Ahórreselo. Deme uno de esos papeles, que le firmo la renuncia ahora mismo. Me voy de esta empresa, que aquí nunca nadie cambia nada. Son todos ustedes Tancredi. Recuerde: aquel personaje del Gatopardo y su sobada frase. Que todo cambie para que todo siga igual. Son Tancredi. Y Dontancredos. Son el puto pedestal donde se levantan las estatuas. Las estatuas cambian pero los pedestales siempre están ahí. Siempre son los mismos. Y lo mismo. Siempre.

Llegó el frío, sin avisar, como siempre en esta ciudad, y con él las luces, los tenderetes navideños. La plaza con el pedestal vacío se llenó de quioscos con figuritas para belenes, espumillones y bolas de árboles de navidad. La polémica de la retirada de la estatua ecuestre casi cae en el olvido si no llega a ser por el partido que otros diarios sacaron a mi extraña salida del periódico. No quise darle ninguna publicidad, ni siquiera a los cuatro o cinco amigos blogueros que tengo les conté la verdad. Estaba hastiado, cansado de que nadie hubiera puesto en su sitio el discurso del alcalde, de que todos pensaran en el corto rédito que la polémica rendiría en el número de ejemplares vendidos mañana, en cuántas consultas o visitas tendría la edición digital del periódico. Sin mirar más allá, sin altura de miras.

Quise apartarme por un tiempo. Olvidarme de esta profesión que envenena más que consuela.
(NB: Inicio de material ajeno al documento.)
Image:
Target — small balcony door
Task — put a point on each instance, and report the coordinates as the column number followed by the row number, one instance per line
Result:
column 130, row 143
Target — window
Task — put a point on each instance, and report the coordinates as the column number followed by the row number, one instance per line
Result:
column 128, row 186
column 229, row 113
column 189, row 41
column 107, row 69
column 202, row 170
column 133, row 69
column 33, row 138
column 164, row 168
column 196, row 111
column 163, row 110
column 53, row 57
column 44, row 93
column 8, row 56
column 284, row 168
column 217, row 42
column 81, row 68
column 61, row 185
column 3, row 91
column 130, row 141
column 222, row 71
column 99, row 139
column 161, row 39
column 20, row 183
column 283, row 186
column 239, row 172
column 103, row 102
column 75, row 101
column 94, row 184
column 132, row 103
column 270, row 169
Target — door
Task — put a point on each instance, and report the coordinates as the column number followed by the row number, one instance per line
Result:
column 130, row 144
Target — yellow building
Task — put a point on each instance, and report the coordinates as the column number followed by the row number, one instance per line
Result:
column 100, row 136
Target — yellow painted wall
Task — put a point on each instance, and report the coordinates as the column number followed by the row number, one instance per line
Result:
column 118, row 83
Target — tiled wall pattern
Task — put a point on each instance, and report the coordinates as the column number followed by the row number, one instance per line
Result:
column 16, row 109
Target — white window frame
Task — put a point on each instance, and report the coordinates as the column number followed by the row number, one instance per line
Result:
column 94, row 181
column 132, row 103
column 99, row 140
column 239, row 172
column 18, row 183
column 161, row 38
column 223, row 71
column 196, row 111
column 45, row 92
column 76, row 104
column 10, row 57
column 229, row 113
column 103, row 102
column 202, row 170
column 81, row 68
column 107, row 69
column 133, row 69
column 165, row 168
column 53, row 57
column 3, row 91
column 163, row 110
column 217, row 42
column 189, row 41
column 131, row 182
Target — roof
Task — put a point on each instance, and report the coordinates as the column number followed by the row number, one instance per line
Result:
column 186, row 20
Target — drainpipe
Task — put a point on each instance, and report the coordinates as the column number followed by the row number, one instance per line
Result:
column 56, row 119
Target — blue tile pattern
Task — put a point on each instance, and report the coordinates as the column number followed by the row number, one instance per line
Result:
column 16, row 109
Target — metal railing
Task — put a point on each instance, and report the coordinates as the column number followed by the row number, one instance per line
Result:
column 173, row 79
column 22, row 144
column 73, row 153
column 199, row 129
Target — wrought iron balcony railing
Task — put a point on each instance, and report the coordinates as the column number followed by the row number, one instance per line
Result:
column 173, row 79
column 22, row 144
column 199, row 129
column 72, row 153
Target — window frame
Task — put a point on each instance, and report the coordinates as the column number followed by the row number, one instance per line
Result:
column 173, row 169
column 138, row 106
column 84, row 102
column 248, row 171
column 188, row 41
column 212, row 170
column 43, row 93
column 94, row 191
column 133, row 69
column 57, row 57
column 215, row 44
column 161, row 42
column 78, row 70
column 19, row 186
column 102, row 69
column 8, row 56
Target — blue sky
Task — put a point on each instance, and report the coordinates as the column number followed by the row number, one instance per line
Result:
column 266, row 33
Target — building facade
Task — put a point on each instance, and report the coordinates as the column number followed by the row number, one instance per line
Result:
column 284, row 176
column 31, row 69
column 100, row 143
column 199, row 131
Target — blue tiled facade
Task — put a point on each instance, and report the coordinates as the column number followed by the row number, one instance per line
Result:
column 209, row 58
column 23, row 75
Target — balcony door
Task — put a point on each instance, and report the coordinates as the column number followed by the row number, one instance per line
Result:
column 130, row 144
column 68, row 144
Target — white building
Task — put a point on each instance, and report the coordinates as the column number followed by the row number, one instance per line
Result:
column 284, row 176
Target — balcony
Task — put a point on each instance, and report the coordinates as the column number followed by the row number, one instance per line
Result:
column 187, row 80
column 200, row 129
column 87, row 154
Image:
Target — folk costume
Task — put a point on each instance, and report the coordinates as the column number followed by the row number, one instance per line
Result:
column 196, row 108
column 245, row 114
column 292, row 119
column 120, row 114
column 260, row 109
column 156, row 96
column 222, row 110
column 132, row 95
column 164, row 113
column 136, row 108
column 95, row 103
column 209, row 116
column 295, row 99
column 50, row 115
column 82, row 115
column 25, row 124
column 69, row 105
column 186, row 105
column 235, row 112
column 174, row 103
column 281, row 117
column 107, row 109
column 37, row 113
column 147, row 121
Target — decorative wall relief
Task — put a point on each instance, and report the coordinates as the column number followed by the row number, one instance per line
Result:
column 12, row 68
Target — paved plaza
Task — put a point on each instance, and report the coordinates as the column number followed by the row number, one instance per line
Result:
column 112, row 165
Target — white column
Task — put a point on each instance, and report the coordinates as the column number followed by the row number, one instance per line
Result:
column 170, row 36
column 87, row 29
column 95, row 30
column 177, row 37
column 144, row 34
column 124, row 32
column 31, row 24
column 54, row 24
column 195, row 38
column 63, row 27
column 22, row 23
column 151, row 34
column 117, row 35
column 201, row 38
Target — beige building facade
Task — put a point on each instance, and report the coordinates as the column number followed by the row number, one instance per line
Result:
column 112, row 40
Me pasé semanas en un garito con nombre francés de ópera italiana, aunque prefiera la canción homónima del gran Aznavour. Qué le vamos a hacer: soy una reliquia, una antigualla. Me gusta el armenio más francés de todos los franceses, Charles Aznavour; bebo ese licor que ya casi nadie consume, Cointreau, por su eufónico nombre, por su etiqueta aún no afectada por el cambio climático; y escribo a mano en holandesas mientras contemplo, a través del cristal de la cafetería, cómo la lluvia va calando los adoquines de esta calle con nombre de una antigua novia en cuyas esquinas se despedían, deseando que llegara la siguiente cita, una tarde y otra y otra, otra chica cuyo nombre aún me hiere y el aún no hastiado periodista y aspirante a columnista canónico que era uno entonces. Columnista canónico. Qué idiotez. Qué candidez. Será por someterme a los cánones que rigen la rutina local.

Quise apartarme, buscar otros caminos. Sabía que en aquella estatua tenía mi filón, no para explotarlo como lo estaban haciendo mis compañeros de profesión sino para dar el salto y escribir mi A sangre fría, un libro que lo contara todo, en el que hablaran el alcalde, las asociaciones por la memoria histórica, la cuadrilla que retiró la estatua, todos. Y todos con las voces salidas de mi pluma. Pero el tiempo nos atropella siempre. Siempre.